How does this situation be interpreted from the realpolitik point of view? one might like to ask. And the simple answer would be, if the National League for Democracy (NLD) regime leans too much on the West, the stick could be used. But if the regime is accommodative to its economic schemes and of course, at least political neutrality would be maintained, if not wholeheartedly to China's liking, it would help end the war of ethnic conflict by pressuring its so-called proxies to play along, so that peace could be restored. The United Wa State Army (UWSA) and National Democratic Alliance Army (NDAA) participation of the 21CPC, from 31 August to 3 September in Naypyitaw, is the case in point. 

Thus, a recent article in South China Morning Post which said that the United State is no match for China in this ensuing game is quite correct.
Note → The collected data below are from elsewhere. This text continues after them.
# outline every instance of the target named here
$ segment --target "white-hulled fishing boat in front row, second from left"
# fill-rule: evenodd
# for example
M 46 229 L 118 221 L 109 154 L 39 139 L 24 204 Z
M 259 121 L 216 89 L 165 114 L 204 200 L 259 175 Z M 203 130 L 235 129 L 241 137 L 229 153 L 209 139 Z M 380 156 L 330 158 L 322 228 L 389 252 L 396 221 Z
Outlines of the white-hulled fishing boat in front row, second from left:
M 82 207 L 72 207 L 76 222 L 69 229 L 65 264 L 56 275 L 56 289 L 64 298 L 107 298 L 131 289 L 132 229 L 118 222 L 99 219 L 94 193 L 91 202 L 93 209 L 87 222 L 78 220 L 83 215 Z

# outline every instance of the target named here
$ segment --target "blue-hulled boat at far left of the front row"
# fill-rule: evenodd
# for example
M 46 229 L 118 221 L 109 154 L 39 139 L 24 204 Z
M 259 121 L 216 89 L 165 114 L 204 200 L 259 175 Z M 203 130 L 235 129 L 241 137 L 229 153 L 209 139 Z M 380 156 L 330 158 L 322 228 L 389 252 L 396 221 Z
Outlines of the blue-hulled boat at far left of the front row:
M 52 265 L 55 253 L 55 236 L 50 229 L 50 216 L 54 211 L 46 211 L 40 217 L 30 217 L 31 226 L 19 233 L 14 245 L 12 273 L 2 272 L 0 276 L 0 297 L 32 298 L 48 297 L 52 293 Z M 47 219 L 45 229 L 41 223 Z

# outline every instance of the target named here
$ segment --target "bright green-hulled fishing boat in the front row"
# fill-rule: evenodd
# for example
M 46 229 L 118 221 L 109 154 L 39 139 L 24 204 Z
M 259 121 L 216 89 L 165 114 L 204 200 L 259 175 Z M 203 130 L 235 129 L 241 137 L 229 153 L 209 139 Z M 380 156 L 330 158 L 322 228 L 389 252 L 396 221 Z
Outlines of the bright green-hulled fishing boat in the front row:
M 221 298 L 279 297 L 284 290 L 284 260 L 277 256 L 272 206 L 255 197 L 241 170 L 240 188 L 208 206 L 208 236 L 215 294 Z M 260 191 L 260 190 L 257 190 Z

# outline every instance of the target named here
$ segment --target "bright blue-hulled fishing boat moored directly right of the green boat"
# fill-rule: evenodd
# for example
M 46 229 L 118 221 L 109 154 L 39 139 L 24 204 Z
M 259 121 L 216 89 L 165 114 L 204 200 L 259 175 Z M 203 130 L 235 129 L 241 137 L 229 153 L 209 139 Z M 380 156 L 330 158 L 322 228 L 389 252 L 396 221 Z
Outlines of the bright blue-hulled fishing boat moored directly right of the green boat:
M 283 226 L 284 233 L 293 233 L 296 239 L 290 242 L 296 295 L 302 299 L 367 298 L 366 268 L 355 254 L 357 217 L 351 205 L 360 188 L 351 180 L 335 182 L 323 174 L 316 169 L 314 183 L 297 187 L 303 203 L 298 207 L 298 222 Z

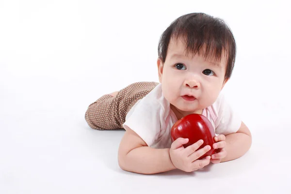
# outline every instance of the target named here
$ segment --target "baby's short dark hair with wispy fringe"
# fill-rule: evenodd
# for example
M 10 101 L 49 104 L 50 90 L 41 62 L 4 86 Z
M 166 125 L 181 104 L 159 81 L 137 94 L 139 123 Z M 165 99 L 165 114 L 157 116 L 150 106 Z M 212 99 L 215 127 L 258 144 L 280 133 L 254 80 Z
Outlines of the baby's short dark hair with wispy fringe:
M 182 15 L 162 33 L 158 55 L 164 63 L 171 38 L 184 38 L 186 55 L 191 52 L 220 63 L 223 51 L 226 54 L 225 81 L 230 78 L 236 57 L 234 36 L 223 19 L 204 13 Z M 205 46 L 205 47 L 204 47 Z M 200 51 L 205 48 L 205 52 Z

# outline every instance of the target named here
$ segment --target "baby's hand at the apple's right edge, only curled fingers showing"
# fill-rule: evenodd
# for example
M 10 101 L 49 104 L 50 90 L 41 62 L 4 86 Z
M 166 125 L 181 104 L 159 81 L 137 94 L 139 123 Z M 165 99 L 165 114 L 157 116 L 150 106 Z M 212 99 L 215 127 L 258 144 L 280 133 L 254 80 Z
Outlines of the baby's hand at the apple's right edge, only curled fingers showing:
M 226 136 L 223 134 L 217 135 L 214 137 L 214 143 L 212 147 L 218 150 L 218 153 L 212 154 L 210 158 L 210 162 L 213 164 L 218 164 L 221 162 L 221 159 L 226 157 Z

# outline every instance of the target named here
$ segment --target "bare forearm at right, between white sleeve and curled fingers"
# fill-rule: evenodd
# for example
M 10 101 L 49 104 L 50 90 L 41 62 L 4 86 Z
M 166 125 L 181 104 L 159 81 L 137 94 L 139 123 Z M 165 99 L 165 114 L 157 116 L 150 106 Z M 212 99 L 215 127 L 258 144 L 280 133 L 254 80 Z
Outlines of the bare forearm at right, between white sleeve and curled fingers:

The United State and West is far and China is just across the border and a big regional power, which is aiming to become a super power anytime soon.

Therefore, the recent Burma Army's escalation of conflict in Kachin and Shan States doesn't fit well into the holistic political consideration of Suu Kyi and the NLD.

An ideal planned scenario would be the all-inclusiveness participation of all EAOs, which China has  dutifully done to let its so-called proxies EAOs chip in, to be followed by nationwide peace negotiations, national reconciliation and development.

But the military's thwarting of this noble scheme is questionable and one couldn't help but think that it is deliberately keeping the war flames burning to demonstrate its hard power and to pressure the NLD regime to accept its line of thinking, which are non-inclusiveness participation of the EAOs and its ultimate plan of DDR implementation. The heart of the problem is, that it is not ready to become an equal partner negotiator, like the rest of the stakeholders, but determined to positioned itself above all others and pushes through its preconceived ideas through coercive hard power usage.

To sum up, the first priority of ending the war through negotiation is being thwarted by the military, while no one is sure if this is due to its commitment to hold on to power as a sole self-employed saviour of the nation or determined to see through its military and Bamar ethnocentrism aspirations and conviction. And in process, it is dictating its preconceived ideas to the NLD through its hard power implementation to hang on to power that it is accustomed to for more than fifty years, if not for anything else.

As for the NLD regime, it has to do a tight rope walking of maintaining neutrality and maximize the country's interest so that it could deliver the goods to the public. But first the guns have to be silenced and it is not in the position to convince the military to stop the offensives, in order to fulfil the necessary implementation of genuine nationwide ceasefire; amendments of Framework for Political Dialogue (FPD) and Nationwide Ceasefire Agreement (NCA); all-inclusive signing of the NCA; state and region-level political dialogue; and holding the national-level political dialogue at the 21CPC, to determine the country's future.

In short, whether all the deliberations of peace process could be smoothly conducted hinges on if the military would stop its senseless offensives first and agree to either a unilateral or bilateral nationwide ceasefire. Otherwise, it will be a vicious circle of waging war and talking peace, benefiting no one in a real sense, not even the military.